I was reading a report from Keith Ellis from IAG Consulting that only one in three software development projects in the US actually makes it to completion. Larger the organisation, higher the chance of cancellation. Regardless of the reasons behind the cancellations, it means as a project manager, time will come when you will have to deal with a project that is headed south. What do you do when you find yourself in such a scenario?

In my experience, the first casualty of any project going in the wrong direction is documentation. This is the most fatal mistake of all if done with project management artefacts. Once things start going downhill, you as the project manager is the one under the gun, regardless of reasons. You are the easiest scapegoat.
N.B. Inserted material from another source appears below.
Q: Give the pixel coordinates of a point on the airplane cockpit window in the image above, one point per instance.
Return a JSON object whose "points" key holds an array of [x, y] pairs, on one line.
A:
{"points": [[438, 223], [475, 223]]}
The only way to protect yourself is to ensure that you capture all decisions made in the project. The odds are, many of them will have been made by people under or over you, for operational and strategic decision. While you can influence decisions made by people under you, you may or may not have decisions coming from above you. Get into the habit of building a dashboard early in the project and update each week with actuals. Use a standard repeatable technique to analyse the health of your project. I use the Earned Value Analysis technique. Use something that you trust.
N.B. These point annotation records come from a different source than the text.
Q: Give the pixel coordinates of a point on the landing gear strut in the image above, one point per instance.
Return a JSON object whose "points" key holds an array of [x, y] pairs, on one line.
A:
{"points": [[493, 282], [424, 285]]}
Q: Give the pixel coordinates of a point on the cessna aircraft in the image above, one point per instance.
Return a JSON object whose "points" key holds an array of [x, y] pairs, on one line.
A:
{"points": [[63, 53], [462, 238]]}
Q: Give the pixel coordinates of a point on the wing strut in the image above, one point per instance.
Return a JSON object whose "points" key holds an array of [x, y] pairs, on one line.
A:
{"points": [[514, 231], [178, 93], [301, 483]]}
If you are in a project where resources are contested, clearly outline the resources that you require to deliver within the tolerances afforded to you in terms of time, scope, budget, risk, quality etc. If resources are pulled from your project, clearly articulate the affect of that in delivery terms. Measure that to time delayed or cost added. I find if you can equate it to a dollar value, it clearly gets the attention of management.

Run a strong and vigilant risk and issue register. Make it visible and encourage your team to actively participate in it. In my view lack of focus in this area is usually a cause of many projects sinking. While you cannot foresee every risk, a good project culture will ensure your team will pick up more than you think.

Remember, cancelling the project is not always a failure. There can be many reasons why the project may no longer be desirable now. Things may have changed from when the project started. If you have done your job well, you can be really successful by ensuring a project does not continue to meander along, wasting time and money when there is no possibility of achieving the benefits it was conceived to achieve.

Big obvious cock-ups will claim its victims in spectacular fashion. Those are highly visible and unlikely to take your scalp. It is the slow bleeds that you need to prevent. No one remembers those and when a scapegoat is required, you’ll be wearing the cross-hair.